SLS and Orion are the tip of the spear that will lead that return. The commercial sector can contribute by supplying necessary services and providing augmenting capabilities, but SLS and Orion are irreplaceable strategic assets that are necessary for missions to the moon, Mars and beyond.
One of the first major laws that President Trump signed was the NASA Transition Authorization Act of 2017. The bill, which originated with this committee, directed NASA to stay the course with SLS and Orion. It also reaffirmed congressional and presidential direction for NASA to utilize a "stepping stone approach" to exploration, which allows for a return to the moon. I wholeheartedly support the administration's call to return to the moon. This committee has received testimony time and again that the moon is the appropriate next destination for our space program. Returning to the moon does not have to mean delaying a mission to Mars. On the contrary, it is a logical step that enables exploration of the red planet and beyond.

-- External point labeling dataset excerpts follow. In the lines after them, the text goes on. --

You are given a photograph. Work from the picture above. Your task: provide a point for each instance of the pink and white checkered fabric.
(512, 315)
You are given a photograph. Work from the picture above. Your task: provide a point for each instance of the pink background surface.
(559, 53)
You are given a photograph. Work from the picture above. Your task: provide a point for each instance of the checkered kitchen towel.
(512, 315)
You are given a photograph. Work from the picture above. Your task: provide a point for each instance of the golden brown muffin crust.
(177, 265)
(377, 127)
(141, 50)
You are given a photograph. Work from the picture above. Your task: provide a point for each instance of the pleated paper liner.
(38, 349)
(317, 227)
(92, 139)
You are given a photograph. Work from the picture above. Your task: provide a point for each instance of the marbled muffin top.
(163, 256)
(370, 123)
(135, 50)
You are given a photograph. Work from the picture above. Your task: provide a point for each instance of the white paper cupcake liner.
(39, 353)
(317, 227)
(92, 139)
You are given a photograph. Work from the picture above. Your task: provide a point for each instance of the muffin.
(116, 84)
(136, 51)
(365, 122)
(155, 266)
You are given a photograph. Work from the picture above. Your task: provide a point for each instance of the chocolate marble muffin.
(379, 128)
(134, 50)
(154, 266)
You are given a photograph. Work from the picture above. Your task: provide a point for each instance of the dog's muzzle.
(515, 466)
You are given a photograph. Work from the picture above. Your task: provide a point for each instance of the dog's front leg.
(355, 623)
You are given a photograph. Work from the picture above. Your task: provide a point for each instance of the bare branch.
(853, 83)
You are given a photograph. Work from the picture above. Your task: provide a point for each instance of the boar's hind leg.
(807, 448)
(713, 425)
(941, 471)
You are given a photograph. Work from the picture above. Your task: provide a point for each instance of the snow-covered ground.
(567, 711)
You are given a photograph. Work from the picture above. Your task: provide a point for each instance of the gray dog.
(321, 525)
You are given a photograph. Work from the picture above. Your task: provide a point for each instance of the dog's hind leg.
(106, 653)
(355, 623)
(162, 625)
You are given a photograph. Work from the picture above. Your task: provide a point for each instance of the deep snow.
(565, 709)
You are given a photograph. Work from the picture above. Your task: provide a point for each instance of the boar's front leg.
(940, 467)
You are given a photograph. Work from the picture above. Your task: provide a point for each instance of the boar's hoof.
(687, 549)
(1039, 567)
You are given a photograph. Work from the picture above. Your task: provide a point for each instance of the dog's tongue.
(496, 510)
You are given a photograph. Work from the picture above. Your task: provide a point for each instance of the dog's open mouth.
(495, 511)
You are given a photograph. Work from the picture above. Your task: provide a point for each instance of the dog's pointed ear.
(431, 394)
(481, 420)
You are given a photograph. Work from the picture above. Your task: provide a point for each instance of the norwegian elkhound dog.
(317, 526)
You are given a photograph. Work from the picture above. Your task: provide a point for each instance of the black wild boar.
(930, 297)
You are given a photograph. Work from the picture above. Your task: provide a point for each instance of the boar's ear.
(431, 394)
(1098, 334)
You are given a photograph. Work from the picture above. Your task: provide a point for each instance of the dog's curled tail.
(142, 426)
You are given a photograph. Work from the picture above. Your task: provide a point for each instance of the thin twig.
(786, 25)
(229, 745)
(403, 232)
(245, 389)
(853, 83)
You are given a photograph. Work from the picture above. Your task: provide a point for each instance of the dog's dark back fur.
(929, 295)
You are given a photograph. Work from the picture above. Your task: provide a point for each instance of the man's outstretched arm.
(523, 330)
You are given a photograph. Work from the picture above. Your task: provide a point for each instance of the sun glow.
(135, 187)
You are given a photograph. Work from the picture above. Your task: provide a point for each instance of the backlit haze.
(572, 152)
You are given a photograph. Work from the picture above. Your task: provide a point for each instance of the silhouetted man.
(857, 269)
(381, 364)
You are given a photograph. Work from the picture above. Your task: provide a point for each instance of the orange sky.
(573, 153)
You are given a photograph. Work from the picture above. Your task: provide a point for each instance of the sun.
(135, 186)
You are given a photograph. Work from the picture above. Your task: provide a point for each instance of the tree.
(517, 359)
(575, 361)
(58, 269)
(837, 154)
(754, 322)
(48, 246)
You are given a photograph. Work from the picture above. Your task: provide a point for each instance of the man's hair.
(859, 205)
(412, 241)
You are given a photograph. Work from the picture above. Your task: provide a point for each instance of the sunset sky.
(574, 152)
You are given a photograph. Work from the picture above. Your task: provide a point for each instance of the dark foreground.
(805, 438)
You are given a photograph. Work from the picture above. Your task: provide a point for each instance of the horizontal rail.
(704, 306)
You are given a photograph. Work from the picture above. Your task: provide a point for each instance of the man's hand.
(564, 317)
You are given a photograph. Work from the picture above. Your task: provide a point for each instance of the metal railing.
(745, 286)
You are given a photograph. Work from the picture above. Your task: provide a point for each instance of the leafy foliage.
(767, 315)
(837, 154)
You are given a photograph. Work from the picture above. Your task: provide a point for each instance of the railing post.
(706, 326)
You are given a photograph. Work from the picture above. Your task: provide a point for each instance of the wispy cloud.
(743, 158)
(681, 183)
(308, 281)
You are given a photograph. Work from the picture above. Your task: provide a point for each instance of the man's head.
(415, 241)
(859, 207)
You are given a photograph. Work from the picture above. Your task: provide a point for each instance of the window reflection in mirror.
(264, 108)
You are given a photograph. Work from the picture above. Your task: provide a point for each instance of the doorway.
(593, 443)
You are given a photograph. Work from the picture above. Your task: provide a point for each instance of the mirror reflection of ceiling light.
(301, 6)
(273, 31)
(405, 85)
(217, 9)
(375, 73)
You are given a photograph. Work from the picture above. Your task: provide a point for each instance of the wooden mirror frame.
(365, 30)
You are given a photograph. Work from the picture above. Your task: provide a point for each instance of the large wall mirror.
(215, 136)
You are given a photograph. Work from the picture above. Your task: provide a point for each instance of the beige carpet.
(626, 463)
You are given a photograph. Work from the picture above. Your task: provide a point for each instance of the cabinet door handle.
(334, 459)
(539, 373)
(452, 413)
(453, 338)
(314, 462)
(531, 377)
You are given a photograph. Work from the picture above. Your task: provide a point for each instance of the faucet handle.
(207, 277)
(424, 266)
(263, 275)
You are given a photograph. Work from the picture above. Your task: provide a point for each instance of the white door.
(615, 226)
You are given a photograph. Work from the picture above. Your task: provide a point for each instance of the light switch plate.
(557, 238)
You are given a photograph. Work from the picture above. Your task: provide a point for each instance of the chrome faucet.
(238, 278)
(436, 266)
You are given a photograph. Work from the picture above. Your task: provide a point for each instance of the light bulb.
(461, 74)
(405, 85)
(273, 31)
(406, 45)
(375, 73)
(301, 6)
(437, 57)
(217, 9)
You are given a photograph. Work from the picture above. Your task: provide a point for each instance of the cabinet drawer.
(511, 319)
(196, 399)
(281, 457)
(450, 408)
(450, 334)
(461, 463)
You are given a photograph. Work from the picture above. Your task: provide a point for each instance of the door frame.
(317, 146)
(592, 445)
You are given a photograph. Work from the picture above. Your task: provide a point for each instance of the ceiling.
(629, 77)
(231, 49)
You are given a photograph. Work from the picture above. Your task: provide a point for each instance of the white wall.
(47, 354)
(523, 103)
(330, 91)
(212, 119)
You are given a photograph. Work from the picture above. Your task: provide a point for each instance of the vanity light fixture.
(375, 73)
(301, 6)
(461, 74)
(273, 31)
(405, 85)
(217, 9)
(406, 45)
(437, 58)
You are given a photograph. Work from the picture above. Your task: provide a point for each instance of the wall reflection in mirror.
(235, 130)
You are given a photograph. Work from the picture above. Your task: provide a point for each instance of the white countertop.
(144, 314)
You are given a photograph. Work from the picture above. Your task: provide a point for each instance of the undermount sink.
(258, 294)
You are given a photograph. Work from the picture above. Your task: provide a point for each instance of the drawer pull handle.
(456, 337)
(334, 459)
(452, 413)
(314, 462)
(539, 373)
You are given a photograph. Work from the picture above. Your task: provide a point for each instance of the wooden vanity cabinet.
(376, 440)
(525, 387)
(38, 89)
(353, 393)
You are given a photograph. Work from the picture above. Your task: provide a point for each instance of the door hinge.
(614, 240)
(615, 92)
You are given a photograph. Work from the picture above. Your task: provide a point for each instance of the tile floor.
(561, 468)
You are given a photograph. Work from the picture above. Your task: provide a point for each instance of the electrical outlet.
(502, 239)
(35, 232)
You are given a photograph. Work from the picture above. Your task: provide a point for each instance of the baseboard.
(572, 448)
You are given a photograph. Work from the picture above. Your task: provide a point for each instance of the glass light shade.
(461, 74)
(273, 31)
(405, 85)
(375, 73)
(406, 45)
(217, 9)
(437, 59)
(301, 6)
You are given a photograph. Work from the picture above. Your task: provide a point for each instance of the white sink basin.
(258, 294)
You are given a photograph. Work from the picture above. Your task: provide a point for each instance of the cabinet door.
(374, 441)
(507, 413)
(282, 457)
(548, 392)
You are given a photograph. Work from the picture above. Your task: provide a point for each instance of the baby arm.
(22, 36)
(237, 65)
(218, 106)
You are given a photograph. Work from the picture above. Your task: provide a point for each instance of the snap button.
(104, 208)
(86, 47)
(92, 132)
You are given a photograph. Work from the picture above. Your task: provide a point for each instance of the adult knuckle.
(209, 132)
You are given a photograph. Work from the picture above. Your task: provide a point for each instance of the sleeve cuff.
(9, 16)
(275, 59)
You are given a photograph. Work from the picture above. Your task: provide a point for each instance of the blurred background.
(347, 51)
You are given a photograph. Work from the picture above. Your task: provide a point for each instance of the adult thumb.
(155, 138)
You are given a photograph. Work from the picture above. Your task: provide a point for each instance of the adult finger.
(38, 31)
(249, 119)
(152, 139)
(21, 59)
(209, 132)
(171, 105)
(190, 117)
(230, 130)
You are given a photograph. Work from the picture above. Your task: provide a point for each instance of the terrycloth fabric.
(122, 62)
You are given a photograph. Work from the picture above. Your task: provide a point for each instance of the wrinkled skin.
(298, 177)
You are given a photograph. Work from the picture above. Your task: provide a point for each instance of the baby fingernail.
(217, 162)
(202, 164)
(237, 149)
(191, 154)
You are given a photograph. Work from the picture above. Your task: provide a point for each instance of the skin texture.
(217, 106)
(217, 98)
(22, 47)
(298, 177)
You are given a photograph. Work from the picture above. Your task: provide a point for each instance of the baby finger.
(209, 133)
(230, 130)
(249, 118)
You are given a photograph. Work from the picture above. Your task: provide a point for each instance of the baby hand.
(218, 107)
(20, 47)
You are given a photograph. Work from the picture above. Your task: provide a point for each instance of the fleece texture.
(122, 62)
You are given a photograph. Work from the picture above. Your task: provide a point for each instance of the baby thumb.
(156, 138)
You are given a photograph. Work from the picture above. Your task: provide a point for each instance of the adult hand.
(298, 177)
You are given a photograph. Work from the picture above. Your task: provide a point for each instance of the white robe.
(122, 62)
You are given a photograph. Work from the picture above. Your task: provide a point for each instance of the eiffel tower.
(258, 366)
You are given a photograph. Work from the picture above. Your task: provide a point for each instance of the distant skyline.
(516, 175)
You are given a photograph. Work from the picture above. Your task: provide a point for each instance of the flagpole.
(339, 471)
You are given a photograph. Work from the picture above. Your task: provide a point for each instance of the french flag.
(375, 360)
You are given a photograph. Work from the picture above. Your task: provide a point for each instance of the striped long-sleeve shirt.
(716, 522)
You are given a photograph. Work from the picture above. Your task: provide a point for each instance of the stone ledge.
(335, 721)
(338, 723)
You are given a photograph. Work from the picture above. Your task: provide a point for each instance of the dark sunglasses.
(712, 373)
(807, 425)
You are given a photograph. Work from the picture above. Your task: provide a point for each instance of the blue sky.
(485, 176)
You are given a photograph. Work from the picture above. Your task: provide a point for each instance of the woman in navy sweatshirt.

While I am excited by the promise of how strategic assets like SLS and Orion will enable America to return to the moon, this committee has a responsibility to conduct oversight to ensure these programs are successful.
All three exploration system elements — SLS, Orion and Ground Systems — have experienced delays and overruns. This year has certainly challenged the program. Last spring, Michoud was hit by a tornado. In August, Texas and Florida were hit by hurricanes. A couple years ago the Michoud's Vertical Assembly Facility foundation was not reinforced, requiring a rebuild. This year, complications with friction stir weld pins at Michoud resulted in poor welds on the core stage. All this adds up.
It appears as though the new issues with tornados, hurricanes and welding will cost roughly a year of delay. Depending on whether the Europeans deliver the service module on time for integration on Orion, the delay may be greater.
Congress needs to understand where the program is today. What cost, schedule and performance deliverables can the agency commit to? What is the plan going forward? How will NASA manage future issues to ensure long-term program sustainability?
We aren't out of the woods yet on this program, but we can see the edge of the forest. Significant progress has been made. We are bending metal, writing software code and integrating hardware. Given a program of this magnitude, this is no small feat — particularly given the challenges the program faced under the last administration.
In order to meet our nation's space exploration goals, it will take focus, discipline and continuity of effort going forward. The administration and Congress must not only provide leadership and direction, but we also have to appropriately fund and oversee the program. Similarly, NASA and the contractors have to execute. Failure to do so could have dire consequences for the program, and there will be no one else to blame. The administration has demonstrated its renewed support. Congress consistently funds the program at healthy levels. It is time for NASA and the contractors to deliver.
I am thankful that our witnesses are here today to help us better understand where we are at with the program, and how we plan to move forward. I look forward to your testimony.